Much of the album was concerned with feeling like a loser and an outcast, trying to reconcile those feelings with being good-natured jokesters. But this “forever in high school” type of pop-punk record had been done to death already. By 2002, critics were getting tired of it. Still, that didn’t stop Simple Plan from sticking around, and at least they had good production and decently clever songwriting to keep them going.
‘The Young and the Hopeless’ by Good Charlotte
The Young and the Hopeless was Good Charlotte’s second album, released in October 2002. This we remember for such pop-punk gems as “The Anthem”, “Lifestyles of the Rich & Famous”, and “Girls & Boys”. Personally, I was partial to “My Bloody Valentine”. But there’s probably not one person of a certain age group who can’t recite the chorus of “Girls & Boys”.
While The Young and the Hopeless did its job to make Good Charlotte a pop-punk household name, the album itself is definitely a product of its time. A reliance on tired clichés and melodramatics was, unfortunately, somewhat of a hallmark of early 2000s pop-punk. There are thematic elements you can trace through the genre, hopping from album to album, connecting bands that never even interacted with each other through their imagery. Still, there’s no denying the powerful whiplash that hits when you really listen closely to the bridge in “The Anthem” for the first time in 20 years.

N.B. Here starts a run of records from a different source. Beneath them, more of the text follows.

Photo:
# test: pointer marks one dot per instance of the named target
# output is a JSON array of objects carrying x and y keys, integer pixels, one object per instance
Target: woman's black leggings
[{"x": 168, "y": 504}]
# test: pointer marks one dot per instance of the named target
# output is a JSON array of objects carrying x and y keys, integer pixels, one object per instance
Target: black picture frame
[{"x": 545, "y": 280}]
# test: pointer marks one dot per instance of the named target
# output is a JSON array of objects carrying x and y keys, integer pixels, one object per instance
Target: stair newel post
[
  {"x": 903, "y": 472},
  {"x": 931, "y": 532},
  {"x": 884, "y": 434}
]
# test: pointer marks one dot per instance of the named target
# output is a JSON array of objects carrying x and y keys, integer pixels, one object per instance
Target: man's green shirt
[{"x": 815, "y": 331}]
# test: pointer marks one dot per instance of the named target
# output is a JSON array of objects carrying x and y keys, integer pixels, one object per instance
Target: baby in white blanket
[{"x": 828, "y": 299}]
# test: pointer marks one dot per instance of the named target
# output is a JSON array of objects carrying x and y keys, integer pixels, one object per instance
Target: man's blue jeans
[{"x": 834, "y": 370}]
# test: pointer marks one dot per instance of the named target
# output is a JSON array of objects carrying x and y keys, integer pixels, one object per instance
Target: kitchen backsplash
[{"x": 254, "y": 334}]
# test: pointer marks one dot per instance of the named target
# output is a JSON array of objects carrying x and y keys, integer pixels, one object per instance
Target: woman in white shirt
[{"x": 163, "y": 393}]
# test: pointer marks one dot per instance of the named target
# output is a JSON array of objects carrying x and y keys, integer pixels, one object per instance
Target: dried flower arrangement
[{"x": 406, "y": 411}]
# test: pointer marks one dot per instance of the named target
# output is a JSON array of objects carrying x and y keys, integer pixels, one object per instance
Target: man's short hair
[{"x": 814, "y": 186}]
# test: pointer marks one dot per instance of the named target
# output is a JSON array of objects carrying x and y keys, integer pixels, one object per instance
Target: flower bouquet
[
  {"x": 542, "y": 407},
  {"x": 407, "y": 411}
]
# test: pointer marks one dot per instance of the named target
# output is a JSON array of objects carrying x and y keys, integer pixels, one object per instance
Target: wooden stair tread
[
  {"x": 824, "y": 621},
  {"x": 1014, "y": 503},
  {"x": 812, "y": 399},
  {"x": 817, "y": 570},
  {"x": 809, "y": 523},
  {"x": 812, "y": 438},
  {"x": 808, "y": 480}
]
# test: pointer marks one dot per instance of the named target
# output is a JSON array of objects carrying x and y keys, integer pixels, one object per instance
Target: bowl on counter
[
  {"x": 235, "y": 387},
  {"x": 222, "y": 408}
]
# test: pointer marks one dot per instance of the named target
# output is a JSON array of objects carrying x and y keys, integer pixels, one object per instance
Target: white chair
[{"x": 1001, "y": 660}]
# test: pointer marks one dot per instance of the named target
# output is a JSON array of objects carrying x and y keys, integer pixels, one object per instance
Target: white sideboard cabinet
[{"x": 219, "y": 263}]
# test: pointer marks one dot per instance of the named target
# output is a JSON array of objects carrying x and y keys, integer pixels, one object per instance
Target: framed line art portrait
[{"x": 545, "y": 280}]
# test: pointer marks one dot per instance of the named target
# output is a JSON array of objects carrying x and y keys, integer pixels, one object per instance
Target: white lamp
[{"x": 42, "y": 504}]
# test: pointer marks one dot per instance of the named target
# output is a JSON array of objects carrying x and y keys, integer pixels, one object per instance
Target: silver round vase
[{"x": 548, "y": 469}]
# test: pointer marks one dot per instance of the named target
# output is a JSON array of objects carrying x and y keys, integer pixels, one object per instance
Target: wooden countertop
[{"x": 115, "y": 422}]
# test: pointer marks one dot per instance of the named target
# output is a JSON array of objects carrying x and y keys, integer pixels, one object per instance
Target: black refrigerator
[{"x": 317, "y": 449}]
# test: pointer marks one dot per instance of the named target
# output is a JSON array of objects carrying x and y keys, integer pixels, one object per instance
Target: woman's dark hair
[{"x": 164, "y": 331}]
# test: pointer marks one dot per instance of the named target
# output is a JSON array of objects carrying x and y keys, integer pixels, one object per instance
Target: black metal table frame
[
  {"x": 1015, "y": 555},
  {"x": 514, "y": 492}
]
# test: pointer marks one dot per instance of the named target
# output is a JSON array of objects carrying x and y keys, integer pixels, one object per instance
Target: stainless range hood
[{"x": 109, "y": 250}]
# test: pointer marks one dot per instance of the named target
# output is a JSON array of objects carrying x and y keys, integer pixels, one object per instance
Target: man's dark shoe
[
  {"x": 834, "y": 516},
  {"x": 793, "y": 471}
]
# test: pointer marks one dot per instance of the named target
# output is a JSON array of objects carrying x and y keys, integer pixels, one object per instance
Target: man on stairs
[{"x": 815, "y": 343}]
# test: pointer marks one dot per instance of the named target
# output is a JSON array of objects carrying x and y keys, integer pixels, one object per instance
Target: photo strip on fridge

‘Underdog Alma Mater’ by Forever the Sickest Kids
Raise your hand if you remember Forever the Sickest Kids. Their debut album, Underdog Alma Mater, was released in April 2008, falling in with the We The Kingses, The Maines, and The Cabs of the time. But Forever the Sickest Kids’ album developed out of an accident in 2006; their vocalist accidentally spent $350 on a front page song feature on PureVolume. The problem was, they didn’t have $350, and they also didn’t have a song yet.
They wrote and recorded “Hey Brittany” in two days, which ended up on their 2008 debut. Their actual debut single was “Woah Oh! (Me vs. Everyone)”. Along with “She’s a Lady” and “Believe Me I’m Lying”, Underdog Alma Mater was met with various degrees of positivity. But really, it was more of a guilty pleasure album than anything. Still, the band’s emergence as a pop band in the Dallas hardcore scene actually helped develop a different sort of pop-punk sound.